Preparing for publication, crown 8vo cloth. Price 12s 6d.

The Second Series of

Life and Society in America.

By Samuel Phillips Day.

The following will form some of the chapter headings:—

Go-ahead.
Ladies’ Windows.
The Bird o’ Freedom.
Capital and Labour.
Religion.
“The Falls.”
Growth of Catholicism.
Communistic Societies.

Gambling.
Southern Society.
The Negro Difficulty.
“Interviewing.”
The Penitentiaries.
The Future of the United States, &c., &c.


8vo. cloth. 4s.

Laura Dibalzo; or, The Patriot Martyrs.

By R. H. Horne, Author of “Orion,” “The Death of Marlowe,” &c.

At all Libraries.

“There is a feeling of peculiar pleasure in welcoming back an old writer of the highest order to the scene of his ancient triumphs, and in finding that the hand has lost none of its old cunning nor the brain a particle of its inspiration. This is eminently the case with Mr. Richard Hengist Horne. . . Since the day when the veteran author astonished the literary world with that celebrated and most noble of contemporary poems, ‘Orion,’ nothing more striking than his latest work has come from his pen; not even the sombre splendours of ‘Cosmo de Medici’ or ‘The Death of Marlowe’ can cast ‘Laura Dibalzo’ into the shade. The plot turns upon the sufferings of the Neapolitan patriot nobles during the last evil days of King Bomba; whilst wifely constancy to a husband’s honour rather than his life inspires the play and works up to a climax than which nothing finer has been conceived since the catastrophe of ‘Venice Preserved.’ Laura’s dying cry makes one sigh for the days when Helen Faucit might have put the last scene of this noble play before our bodily eyes, and her wonderful voice thrilled us with the agony of these last lines:

I see it in the air, and the mad sky,
Now full of fiery faces, and the shadows
Of constant stones descending! My brain’s stunn’d
With crushing sounds!—I shall be raving soon—
My throat is choked with blood! I must go mad—
And then I might consent—so God assist me
To stand up in my grave-clothes, and say ‘No!
Whitehall Review.

“The folk who know and appreciate the writings of one of our noblest poets, and can sympathize with lofty sentiments expressed in verse which might, with out hyberbole, be almost called faultless. . . The story is such as must at once appeal to all lovers of true freedom, as opposed to so-called ‘liberty;’ it deals with the lives and deaths of the noble men who sorrowed and suffered under the evil rule of the most notorious of modern kings—the last crowned monarch but one who ruled the two Sicilies . . . The dying speech of Laura, which closes the play, is one of the most powerful that has been written for years.”—Graphic.

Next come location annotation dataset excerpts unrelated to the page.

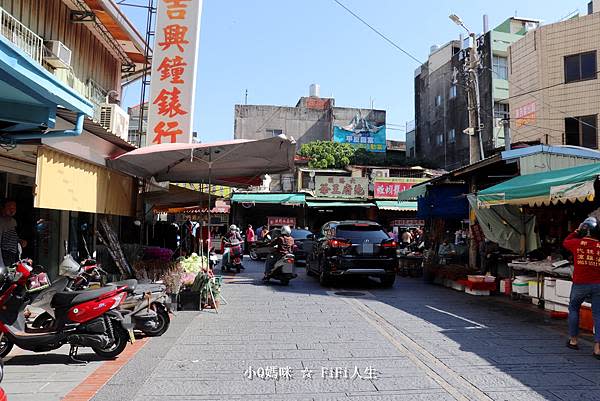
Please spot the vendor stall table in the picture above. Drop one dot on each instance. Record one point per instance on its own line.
(410, 265)
(542, 269)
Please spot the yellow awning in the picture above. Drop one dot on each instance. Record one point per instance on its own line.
(64, 182)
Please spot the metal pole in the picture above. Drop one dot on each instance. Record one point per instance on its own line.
(507, 138)
(209, 191)
(471, 67)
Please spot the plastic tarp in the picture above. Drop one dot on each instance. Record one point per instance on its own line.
(338, 204)
(444, 201)
(281, 199)
(550, 187)
(506, 225)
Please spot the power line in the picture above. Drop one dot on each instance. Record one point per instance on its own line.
(391, 42)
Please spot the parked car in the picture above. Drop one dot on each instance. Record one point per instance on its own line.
(352, 248)
(300, 236)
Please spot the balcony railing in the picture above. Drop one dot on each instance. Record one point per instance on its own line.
(21, 36)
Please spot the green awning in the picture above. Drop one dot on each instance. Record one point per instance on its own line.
(282, 199)
(338, 204)
(401, 206)
(550, 187)
(413, 193)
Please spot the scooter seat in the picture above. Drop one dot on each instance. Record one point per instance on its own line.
(131, 284)
(70, 298)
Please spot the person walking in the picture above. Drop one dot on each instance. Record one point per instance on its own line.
(249, 238)
(9, 239)
(584, 244)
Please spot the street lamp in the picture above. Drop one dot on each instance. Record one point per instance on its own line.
(458, 21)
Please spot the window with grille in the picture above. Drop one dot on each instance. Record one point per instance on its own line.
(582, 131)
(274, 132)
(580, 67)
(500, 67)
(452, 136)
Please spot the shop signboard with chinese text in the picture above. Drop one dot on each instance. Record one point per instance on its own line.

“Some years have passed since Mr. Horne published his striking poem ‘Orion,’ which Edgar Allan Poe praised so enthusiastically. Others have also greatly admired this poem, and others by the same author, who, before quitting England, made many friends amongst the highest literary men of the time, Douglas Jerrold, Robert Browning, Talfourd, Lord Lytton, and a host of others. The reader of the present poem will make acquaintance with a work of sterling merit, depicting with tragic intensity one of the worst periods of Neapolitan history, when that romantic city was the hotbed of vices and crimes such as the world has rarely known before or since.”—Era.

“This noble and powerful tragedy derives a terrible interest from the fact that in it, as the author says, ‘there is nothing set down which the history of the Neapolitan Government of that period does not fully and literally declare and corroborate, whether in atrocious cruelties, or heroic fortitude of resistance;’ and also that several of the characters are portraits, the faithfulness of which will easily be recognised by those readers who are conversant with the history of Naples during the time in question. . . . As a poem alone, it is an achievement of which not only its distinguished author, but all to whom the literary fame of the age is precious, have good cause to feel proud.”—Life.


8vo. cloth. 2s.

Original Readings in Prose and Verse.

Read in public by Mrs. Stirling, Miss Cowen, Mr. H. J. Hunter, and others. By Re Henry, Author of “Dickeybird,” “Ethel’s New Papa,” &c.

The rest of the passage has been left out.